I really should refrain, out of respect for my future self and my solitary follower, but writing can be cathartic, and that’s rather the point of this blog. I know that four years, ten years, fourteen years from now when I’m twenty, twenty-six, thirty this will all seem ridiculous, but right now I feel like I’ve reached the end of the world. So with all apologies to the parts of me and to others that I’m about to embarrass, I’m about to act my age.
I have ruined everything, poured my school career down the drain and it’s no-body’s fault but mine. I don’t see a future for myself, mostly because I have no interest in university but am obliged to go and have no chances of getting into anything beyond community-college. Ugly, fat, and unable to do anything to rectify my apparent situation, I am everything the modern woman is purportedly not supposed to be; I have no qualities to redeem me in this. I’m sick and tired of living in a world I do not like and cannot change. If there’s a light at the end of the tunnel, it’s too far away for me to glimpse. No-body understands me, or if there is anyone who does, they have yet to introduce themselves. I’m lonely, lonely, lonely, and have lost all hope that things will ever change.
People say the same things every time: it gets better, it gets better, it gets better. But I’ve heard those same words every step of the way and each time I think things are about to get better, they only get worse. I’ve tried everything I can think of and done all the things I’ve been told to do- none of it has worked. I’m spoiled rotten, and I know it. I have everything- everything- and yet I cannot help but feel that I have nothing, nothing but an emptiness deep inside of me I’ve been instructed to fill. Everyone has a different idea of what I can use to patch the hole, be it God, food, romance, sex, possessions, success or respect. None of it seems to fit just right. I waste money, time, energy only to come up more empty than I was before.
I’m tired. Physically, emotionally and mentally worn down like the stub of eraser on the back end of a pencil, the rocks by the edge of the sea. I can’t do it any more. Every bone that can be broken has been and something more is bound to break sometime. I’m tired. I’m done. I can’t keep fighting a battle I’ll never win and never lose. I can’t, can’t, cannot continue on. Somehow something must change, and soon.
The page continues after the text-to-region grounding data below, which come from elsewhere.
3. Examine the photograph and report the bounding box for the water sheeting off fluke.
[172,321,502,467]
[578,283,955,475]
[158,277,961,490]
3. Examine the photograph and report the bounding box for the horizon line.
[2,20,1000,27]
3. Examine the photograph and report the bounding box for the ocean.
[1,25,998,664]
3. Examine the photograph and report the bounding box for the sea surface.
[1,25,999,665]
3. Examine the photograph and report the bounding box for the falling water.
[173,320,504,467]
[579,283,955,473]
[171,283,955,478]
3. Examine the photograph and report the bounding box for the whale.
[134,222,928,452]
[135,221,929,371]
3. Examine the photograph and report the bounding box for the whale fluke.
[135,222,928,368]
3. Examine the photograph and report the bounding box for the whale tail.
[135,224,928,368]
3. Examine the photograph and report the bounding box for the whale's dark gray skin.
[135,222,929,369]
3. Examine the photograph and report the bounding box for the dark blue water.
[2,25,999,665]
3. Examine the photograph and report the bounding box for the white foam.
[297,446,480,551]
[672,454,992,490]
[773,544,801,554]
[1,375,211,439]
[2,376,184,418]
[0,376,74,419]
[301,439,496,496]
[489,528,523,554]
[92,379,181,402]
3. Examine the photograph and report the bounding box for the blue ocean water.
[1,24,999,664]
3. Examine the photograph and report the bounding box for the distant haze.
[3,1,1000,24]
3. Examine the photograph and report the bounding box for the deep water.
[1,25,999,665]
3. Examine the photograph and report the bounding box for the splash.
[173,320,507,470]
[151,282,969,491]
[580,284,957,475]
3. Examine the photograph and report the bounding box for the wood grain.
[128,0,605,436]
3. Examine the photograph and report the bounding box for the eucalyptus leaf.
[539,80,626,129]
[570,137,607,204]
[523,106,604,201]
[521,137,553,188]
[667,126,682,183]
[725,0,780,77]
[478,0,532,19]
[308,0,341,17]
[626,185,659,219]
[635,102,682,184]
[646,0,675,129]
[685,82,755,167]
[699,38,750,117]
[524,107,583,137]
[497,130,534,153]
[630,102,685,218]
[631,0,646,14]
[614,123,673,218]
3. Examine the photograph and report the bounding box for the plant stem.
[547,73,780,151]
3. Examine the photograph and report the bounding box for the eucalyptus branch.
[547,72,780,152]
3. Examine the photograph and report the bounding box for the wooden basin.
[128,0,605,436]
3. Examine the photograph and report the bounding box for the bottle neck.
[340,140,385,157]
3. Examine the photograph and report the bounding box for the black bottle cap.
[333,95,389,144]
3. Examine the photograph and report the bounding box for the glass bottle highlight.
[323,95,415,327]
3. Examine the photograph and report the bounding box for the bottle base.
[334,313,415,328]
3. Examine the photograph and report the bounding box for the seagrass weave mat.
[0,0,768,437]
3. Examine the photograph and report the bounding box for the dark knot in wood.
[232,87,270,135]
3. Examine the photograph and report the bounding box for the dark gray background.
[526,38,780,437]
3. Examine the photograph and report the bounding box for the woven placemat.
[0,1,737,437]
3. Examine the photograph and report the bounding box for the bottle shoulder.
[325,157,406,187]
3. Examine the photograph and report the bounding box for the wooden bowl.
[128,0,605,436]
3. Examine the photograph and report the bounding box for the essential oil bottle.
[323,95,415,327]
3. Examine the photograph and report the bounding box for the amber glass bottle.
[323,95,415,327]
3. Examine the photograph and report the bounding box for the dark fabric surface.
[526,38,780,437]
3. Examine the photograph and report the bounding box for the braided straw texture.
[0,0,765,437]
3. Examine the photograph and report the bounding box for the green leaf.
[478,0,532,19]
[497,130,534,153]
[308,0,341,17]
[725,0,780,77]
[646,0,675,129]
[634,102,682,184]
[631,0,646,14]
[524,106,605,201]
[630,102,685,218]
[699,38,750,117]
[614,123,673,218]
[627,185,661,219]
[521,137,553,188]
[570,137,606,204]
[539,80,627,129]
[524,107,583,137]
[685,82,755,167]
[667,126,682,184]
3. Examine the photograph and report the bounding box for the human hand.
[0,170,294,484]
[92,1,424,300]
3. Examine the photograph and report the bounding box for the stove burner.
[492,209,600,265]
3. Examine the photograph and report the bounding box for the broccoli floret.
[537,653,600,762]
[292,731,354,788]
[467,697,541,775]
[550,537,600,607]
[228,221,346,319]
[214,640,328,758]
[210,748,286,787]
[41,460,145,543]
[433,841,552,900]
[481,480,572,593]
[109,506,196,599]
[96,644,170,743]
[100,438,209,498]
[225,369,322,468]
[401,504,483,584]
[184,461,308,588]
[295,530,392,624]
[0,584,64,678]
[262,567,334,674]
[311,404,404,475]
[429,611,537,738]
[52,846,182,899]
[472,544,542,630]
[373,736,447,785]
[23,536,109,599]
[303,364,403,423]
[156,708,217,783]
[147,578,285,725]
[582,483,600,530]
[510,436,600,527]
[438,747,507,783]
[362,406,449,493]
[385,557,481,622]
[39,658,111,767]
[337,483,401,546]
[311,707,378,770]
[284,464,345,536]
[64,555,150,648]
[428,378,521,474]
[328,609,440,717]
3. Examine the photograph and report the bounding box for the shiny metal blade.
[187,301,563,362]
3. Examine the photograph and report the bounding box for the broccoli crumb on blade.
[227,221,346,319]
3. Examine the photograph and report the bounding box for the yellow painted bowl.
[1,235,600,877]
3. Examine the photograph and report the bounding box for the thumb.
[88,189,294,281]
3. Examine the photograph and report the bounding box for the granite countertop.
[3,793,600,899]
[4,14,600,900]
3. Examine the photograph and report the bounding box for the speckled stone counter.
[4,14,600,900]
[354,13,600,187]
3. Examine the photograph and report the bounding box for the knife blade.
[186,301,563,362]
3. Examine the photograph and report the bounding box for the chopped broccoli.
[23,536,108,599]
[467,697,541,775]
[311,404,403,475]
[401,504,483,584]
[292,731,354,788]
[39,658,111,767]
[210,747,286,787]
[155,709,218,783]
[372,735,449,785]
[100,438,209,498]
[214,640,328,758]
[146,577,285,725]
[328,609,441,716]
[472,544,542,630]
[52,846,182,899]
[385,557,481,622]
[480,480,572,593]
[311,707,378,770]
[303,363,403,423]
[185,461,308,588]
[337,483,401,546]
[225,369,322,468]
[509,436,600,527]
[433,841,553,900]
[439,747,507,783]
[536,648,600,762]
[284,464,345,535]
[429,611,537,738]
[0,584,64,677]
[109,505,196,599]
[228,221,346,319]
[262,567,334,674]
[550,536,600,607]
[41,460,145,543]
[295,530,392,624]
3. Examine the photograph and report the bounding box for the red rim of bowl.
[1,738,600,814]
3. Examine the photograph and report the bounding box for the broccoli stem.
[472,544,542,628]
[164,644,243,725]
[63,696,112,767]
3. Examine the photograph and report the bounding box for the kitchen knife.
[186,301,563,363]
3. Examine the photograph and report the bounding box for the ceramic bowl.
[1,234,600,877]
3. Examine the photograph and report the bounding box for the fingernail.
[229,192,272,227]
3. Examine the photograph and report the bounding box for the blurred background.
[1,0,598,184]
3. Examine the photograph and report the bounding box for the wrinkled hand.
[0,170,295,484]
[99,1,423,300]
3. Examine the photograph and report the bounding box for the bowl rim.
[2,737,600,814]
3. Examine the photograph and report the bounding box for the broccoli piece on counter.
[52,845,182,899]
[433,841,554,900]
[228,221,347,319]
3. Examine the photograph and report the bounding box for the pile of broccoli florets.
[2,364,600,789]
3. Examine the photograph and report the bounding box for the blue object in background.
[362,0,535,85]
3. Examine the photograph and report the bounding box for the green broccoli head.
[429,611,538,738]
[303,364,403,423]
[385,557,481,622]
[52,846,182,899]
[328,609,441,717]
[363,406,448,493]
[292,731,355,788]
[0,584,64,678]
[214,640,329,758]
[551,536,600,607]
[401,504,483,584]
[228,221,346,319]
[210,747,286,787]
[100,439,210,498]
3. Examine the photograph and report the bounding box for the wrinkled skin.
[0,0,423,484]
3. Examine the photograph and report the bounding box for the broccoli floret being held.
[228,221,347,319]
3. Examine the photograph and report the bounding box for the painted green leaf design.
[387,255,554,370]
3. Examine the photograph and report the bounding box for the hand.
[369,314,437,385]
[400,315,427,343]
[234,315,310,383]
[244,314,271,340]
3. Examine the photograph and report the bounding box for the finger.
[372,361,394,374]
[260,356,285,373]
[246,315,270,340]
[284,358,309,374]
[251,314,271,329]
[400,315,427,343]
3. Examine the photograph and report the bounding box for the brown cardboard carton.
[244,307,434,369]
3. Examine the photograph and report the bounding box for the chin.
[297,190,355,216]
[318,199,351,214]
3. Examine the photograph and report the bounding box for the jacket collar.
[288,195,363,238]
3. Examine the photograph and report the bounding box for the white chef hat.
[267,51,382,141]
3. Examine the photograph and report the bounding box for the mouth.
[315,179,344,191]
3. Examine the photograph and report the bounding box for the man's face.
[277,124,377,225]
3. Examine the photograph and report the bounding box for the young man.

I’ve waited my whole life for something to fall into my lap- maybe that’s the problem. Perhaps if I just tried a little harder things would sort themselves out. But right now I’ve got a hole to dig myself out of, and the weight of my world is upon my shoulders. My fate is in my own hands, and I am unequal to the task set before me. I cannot win, I cannot even survive. And there is no one to walk alongside me as I fight my impending, inevitable demise.